(Yicai Global) March 1 -- MSCI's decision to quadruple the weighting of Chinese equities in its global indexes could spur inflows into mainland bourses worth billions of dollars, according to analysts.
Gao Ting, head of China strategy at UBS Securities, told Yicai Global he expects inflows of up to USD67 billion this year, while JP Morgan sees the figure at USD85 billion, including about USD14.2 billion worth of passive inflow.
New York-based MSCI, the world's largest stock index compiler, announced this morning (Beijing time) that it will move ahead with plans to increase the inclusion of Chinese mainland stocks in its indexes to 20 percent from 5 percent by the end of this year.
Foreign investors may soon challenge domestic mutual funds as the largest shareholders in China, Gao added in a note.
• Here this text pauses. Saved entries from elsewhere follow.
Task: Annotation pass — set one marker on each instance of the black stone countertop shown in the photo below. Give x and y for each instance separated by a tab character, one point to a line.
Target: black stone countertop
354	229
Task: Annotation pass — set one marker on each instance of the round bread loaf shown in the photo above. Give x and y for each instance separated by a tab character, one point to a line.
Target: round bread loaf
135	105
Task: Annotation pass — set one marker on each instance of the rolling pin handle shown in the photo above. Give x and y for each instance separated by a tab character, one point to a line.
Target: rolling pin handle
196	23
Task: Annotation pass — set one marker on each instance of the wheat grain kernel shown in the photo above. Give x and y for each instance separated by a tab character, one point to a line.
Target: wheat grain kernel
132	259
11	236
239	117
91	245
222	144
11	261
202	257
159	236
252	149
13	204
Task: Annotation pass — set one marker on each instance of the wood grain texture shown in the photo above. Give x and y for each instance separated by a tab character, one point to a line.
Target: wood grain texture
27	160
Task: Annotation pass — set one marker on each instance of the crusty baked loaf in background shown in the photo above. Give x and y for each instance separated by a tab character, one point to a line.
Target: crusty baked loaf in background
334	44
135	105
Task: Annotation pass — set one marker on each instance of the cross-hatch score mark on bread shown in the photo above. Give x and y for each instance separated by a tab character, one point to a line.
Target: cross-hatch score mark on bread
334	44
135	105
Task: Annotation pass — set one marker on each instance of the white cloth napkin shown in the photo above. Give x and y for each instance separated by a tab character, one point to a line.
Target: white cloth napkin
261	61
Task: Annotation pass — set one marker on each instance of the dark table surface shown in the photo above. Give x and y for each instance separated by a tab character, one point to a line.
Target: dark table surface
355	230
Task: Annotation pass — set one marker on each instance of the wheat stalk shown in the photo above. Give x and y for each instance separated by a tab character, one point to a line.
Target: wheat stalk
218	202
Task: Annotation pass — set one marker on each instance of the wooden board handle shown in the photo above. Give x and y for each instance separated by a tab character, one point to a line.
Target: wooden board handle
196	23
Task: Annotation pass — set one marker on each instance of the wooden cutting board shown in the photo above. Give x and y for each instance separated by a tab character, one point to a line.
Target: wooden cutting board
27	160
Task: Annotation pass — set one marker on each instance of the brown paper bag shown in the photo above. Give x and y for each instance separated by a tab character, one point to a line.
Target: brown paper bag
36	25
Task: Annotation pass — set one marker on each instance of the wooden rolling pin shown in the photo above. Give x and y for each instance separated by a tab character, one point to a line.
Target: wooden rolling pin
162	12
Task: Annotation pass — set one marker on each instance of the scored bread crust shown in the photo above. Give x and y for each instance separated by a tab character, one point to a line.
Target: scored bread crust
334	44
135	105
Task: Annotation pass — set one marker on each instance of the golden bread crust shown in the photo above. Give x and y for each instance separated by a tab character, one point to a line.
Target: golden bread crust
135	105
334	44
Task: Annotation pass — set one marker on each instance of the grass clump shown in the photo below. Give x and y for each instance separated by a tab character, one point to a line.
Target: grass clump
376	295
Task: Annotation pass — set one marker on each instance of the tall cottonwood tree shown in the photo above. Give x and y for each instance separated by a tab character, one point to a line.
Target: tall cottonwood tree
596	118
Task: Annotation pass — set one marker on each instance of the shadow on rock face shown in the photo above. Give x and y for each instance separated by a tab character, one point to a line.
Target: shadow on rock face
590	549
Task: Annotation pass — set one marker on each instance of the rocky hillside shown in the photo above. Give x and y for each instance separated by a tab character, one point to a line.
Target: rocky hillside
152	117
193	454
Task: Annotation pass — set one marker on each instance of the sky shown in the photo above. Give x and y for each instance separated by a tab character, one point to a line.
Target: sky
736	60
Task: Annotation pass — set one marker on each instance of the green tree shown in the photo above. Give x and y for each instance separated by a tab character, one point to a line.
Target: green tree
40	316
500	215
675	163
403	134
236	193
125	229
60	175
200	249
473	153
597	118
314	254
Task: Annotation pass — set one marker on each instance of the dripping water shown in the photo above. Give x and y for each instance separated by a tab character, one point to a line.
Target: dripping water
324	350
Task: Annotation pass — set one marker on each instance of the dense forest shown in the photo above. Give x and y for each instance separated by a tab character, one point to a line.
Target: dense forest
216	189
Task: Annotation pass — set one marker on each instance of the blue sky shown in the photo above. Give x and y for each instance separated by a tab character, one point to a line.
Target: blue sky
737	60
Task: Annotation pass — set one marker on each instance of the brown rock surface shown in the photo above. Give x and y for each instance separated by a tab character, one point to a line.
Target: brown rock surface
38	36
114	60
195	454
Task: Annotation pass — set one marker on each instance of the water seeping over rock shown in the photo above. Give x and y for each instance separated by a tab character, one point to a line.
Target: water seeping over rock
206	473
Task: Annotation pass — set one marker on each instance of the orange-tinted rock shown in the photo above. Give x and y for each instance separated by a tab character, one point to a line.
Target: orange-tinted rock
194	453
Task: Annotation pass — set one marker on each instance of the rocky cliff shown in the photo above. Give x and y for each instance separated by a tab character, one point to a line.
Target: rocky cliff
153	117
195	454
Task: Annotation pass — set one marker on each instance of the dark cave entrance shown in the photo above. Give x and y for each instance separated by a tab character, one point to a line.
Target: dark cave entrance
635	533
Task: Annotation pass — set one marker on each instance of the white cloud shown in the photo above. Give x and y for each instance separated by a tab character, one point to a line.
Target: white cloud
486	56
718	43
The change will take place over three steps, MSCI said in its statement. Once complete, the indexes will include 253 large caps and 168 mid caps listed on the mainland, including 27 that trade on the growth-orientated ChiNext board in Shenzhen, giving Chinese stocks a 3.3 percent weight on the pro-forma MSCI Emerging Markets Index, up from 0.7 percent.
But regulation may hamper the ballooning numbers. If China wants to further increase the weighting of its equities in global indexes, the country needs to address a number of issues related to market accessibility, MSCI said.